|Boeing plant aerial photo taken from around 5000 feet. This was taken in either 1944 or 1945. You can see the B-29s on the tarmac and other aircraft around the field.|
The idea of deceiving the enemy as to what you are doing is not new. Trying to hide individual items from observation is not new, trying to hide whole factories from aerial bombing during The Second World War was new.
After December 7, 1941 the Lockheed and Boeing aircraft factories along the West Coast were put under netting to try and hide them from Japanese aircraft attack. The Boeing plant went even further with fake houses and trees over the factory.

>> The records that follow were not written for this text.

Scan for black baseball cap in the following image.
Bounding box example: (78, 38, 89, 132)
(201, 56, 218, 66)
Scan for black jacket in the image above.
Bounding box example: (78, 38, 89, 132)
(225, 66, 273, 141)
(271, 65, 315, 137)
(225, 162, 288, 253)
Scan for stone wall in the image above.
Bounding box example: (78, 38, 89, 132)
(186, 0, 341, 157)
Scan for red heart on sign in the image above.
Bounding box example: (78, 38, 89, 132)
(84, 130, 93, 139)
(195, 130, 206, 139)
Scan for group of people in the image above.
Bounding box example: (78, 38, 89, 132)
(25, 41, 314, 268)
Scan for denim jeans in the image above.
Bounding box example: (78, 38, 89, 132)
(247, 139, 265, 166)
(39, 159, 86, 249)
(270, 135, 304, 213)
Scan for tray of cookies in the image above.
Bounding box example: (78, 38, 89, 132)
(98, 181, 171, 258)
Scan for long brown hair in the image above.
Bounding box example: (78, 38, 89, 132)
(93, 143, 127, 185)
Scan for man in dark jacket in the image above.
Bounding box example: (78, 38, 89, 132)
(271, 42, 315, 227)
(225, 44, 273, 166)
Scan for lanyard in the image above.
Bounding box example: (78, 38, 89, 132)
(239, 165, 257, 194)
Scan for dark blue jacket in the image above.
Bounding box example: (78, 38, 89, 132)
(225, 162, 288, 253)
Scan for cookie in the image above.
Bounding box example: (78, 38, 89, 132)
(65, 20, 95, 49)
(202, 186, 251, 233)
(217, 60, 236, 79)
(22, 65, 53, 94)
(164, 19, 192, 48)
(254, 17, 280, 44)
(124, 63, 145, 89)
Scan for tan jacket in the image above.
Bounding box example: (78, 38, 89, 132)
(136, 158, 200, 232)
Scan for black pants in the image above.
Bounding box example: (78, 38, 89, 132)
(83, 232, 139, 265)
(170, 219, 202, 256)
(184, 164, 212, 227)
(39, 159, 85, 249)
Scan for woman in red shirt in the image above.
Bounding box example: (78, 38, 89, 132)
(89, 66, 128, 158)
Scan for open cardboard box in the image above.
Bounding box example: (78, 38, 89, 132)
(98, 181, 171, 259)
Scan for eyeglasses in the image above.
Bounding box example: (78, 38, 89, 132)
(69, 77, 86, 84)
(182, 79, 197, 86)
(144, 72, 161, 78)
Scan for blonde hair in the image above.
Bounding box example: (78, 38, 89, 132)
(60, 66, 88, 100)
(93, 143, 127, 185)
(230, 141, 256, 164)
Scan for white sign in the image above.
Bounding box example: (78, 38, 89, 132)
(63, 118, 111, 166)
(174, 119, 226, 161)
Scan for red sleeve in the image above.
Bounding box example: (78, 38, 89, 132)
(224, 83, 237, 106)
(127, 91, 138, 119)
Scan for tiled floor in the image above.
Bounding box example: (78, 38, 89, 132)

The effectiveness of this was never tested - no Japanese aircraft got anywhere near these factories, but it did instill the sense of the war, the collective threat, to the people not on the front lines in those areas.
The Germans went to elaborate lengths to hide factories with netting and smoke screens - even so far as to build dummy oil refineries with similar reference points to fool bombardiers trying to hit it instead of the real factory a few mile further on - it actually known to have worked once.
However, asides from that rare case, hiding a factory would ONLY work if no aerial - or any type of images - of the factory was in possession by the enemy before the pre-mission photo-recon picture had been taken. Hiding a SINGLE item this big never worked - the bridges, rivers, prominent intersections etc would all still be there to allow a proper bomb drop on the factory. You have to hide everything around it within a mile so that the person toggling the bombs could not be sure exactly where it is. Off by 10 seconds means you miss the whole target. Thus you need to fake the scale in the camouflage or shift it over by 1/2 mile by making a new complete factory along with roads, intersections etc to match the original.